The good news: there are a lot of exceptions that might preclude you from having to get one. Just as with the residence permit, a lot depends on your nationality and the purpose of your stay. Read on to see if you need one or not!
Do I need a work permit to work in the Netherlands?
If you’re coming to the Netherlands and have already bagged a job here, the general rule is that the your (future) employer will have to arrange a work permit for you if you are not from an EU/EEA member state or Switzerland. However, as the Dutch government wants to stimulate its ‘knowledge economy’, scientific researchers are usually exempted from this requirement.

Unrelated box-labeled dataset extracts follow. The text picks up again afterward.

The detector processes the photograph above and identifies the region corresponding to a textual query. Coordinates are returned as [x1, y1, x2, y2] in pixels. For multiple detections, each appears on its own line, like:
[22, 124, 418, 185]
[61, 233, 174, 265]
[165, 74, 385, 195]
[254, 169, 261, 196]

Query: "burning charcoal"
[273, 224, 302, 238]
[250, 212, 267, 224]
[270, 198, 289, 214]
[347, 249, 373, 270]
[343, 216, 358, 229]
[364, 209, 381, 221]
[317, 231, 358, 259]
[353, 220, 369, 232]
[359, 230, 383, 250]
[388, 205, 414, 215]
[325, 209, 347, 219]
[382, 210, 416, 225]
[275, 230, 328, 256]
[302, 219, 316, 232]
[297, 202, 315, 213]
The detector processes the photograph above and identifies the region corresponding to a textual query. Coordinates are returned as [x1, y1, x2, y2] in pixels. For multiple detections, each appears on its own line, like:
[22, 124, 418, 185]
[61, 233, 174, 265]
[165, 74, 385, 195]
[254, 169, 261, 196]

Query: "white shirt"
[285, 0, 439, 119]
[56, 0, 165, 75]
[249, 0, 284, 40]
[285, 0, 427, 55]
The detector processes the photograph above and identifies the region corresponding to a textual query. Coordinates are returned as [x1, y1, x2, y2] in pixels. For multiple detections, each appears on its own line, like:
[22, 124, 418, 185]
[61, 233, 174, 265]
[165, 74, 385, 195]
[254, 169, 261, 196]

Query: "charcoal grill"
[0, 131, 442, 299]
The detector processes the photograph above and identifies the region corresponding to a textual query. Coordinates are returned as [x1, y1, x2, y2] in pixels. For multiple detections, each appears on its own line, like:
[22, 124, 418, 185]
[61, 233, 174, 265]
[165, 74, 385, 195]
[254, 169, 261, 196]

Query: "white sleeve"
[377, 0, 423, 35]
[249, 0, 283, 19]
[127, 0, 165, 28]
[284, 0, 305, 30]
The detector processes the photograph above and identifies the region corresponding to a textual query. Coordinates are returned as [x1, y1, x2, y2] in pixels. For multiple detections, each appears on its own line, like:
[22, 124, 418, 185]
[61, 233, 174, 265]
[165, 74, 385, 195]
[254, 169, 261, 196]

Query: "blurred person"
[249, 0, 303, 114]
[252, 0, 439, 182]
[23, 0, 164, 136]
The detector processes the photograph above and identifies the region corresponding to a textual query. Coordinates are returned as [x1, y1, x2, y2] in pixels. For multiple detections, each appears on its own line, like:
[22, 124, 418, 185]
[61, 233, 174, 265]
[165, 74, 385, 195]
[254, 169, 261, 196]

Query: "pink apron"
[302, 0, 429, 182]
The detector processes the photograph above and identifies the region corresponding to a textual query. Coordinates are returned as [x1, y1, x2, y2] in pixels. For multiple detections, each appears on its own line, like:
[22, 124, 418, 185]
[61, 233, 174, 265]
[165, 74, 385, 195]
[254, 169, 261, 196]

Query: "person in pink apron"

A good thing to know if you come here with an academic purpose in mind!
You don’t need to get a work permit if:
- You are a citizen from an EU/EEA country or Switzerland; you have free access to the Dutch labour market as a part of the European Single Market.
- You are a foreign national who has had a Dutch residence permit for the purpose of work for five consecutive years and still have the Netherlands as your main place of residence.
- You have a residence permit which provides full exemption of the obligation to get a work permit, such as:
- You are on an Orientation Year for Highly Educated Persons (Zoekjaar hoogopgeleiden in Dutch).
- You are a scientific researcher under Directive (EU) 2005/71.
- You have a residence permit which provides full exemption of the obligation to get a work permit in accordance with the purpose of your stay. This could be the case if you:
- Fall under the Highly Skilled Migrant Scheme (Kennismigrantenregeling).
- Possess a European Blue Card.
- You are doing scientific research at a university.
- You are doing research as part of an EU project or other bilateral research project.
- You are holding a position as lecturer at a university (of applied sciences).
Does the above not apply to you? If you plan to be working in higher education or another sector with personnel shortages, you might still enjoy some leniency during the application process.